I was traveling to Florida, to visit my brother Jeff and his wife, Wendy, in the middle of March, and, I’ll tell you, family and the beach made clearer the process of evaluating my situation to decide whether I wanted to keep dating.

I spent most of my mornings working and then running and relaxing at the beach. I spent afternoons and evenings enjoying Jeff and Wendy’s company. All day, every day, in the back of my mind, I was thinking about who I was, what I wanted, what was best for me, who was best for me. I was also mulling the concept of home—what makes a person feel at home. (See what I came up with here.)

I texted almost constantly with Jacques—often until my phone died. Several times at night, while playing cards with Jeff and Wendy, I had to sit on my phone or place it in my room to keep our conversations from distracting me.

Jacques had moved into a new place that week, and, as I tend to do, he was already unpacked and organized hours after the moving truck pulled away.

He continued to say things that tugged at my heart strings, like that he was looking for a best friend, someone to cook with and someone to schtup with anytime, any place. He often made me smile in this way—by combining the heartfelt with the audacious. More and more, I was sure that what I had been looking for for eight years was Jacques.

Still, though, I experimented in a way that felt safe to me.

I went on Bumble several times each day, studying who was out there, even swiping right a few times. Why not go on a date in Florida? Right?

When I drove to Sanibel by myself for a few days, I packed outfits I could wear out in the evenings, but I never wore them, and I never went out. I sat on the beach solo each day until the sun set around 7, and I then had no interest in anything but heading back to my room.

While I sat still, I counted the good things in my life:

  • My daughters and Eli.
  • My wide and tight circle of friends.
  • My brothers, my parents.
  • My housemate Craig, who was already a best friend. (But no schtupping. You see the difference, right?)
  • My busy business.

Suddenly, one morning on the beach, I realized my life was already full of love and gladness, and I decided that I didn’t need any more people in it. Except Jacques.
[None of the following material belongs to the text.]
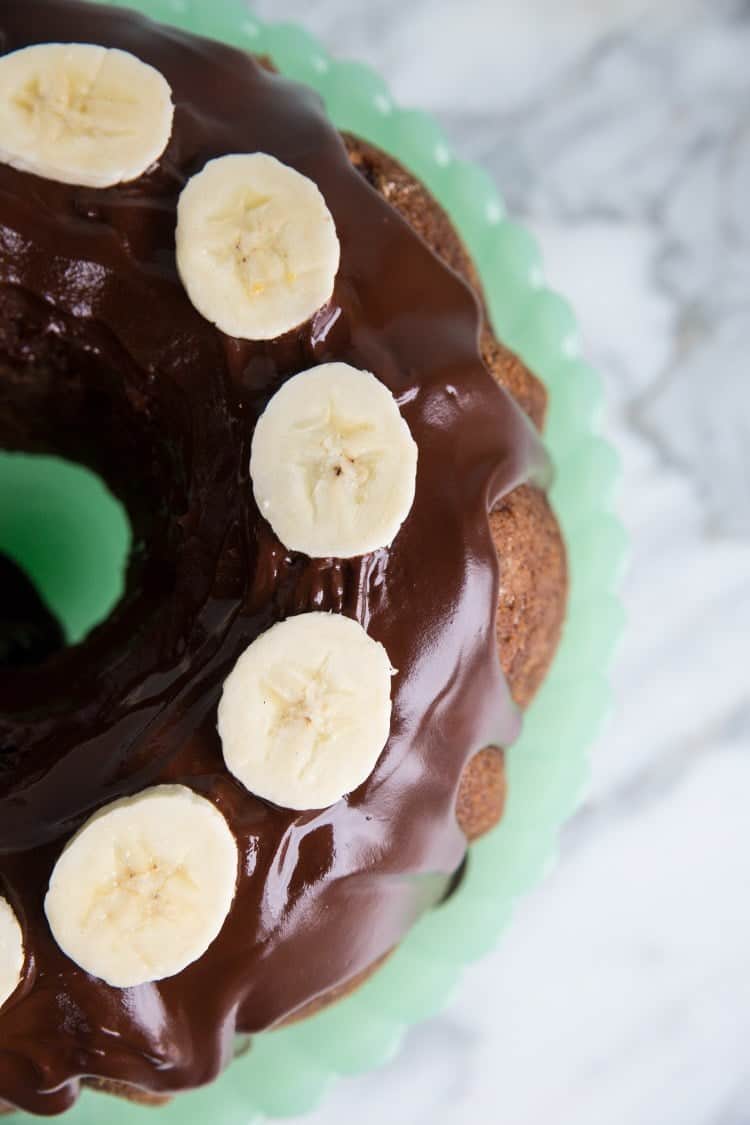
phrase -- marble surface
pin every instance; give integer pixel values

I was clear that, if things didn’t work out with him, I would stop looking and settle in to what was around me.

I deleted the Bumble app from my phone while sitting on the beach, and I texted Jacques and told him.
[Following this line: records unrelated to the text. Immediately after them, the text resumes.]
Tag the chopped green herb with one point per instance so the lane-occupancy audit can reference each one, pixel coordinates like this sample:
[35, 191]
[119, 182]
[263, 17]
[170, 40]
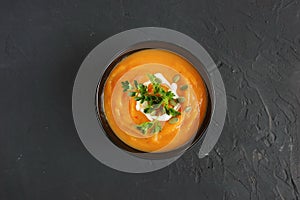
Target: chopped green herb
[181, 99]
[188, 109]
[176, 78]
[157, 99]
[173, 120]
[149, 127]
[184, 87]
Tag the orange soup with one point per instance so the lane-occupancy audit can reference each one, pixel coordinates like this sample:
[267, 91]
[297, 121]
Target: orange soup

“I already deleted Bumble,” he told me.

“I can’t do the random dating thing anymore,” I told him.

“But I’m not ready to date just one person,” Jacques said, as I knew he would.

“That’s fine with me,” I said. “I’m telling you where my head is at.”

I encouraged him to keep dating.

“I’d rather you take a good, long look around,” I said. “If you end up with me, I want it to be because you know without a doubt that I’m the right one.”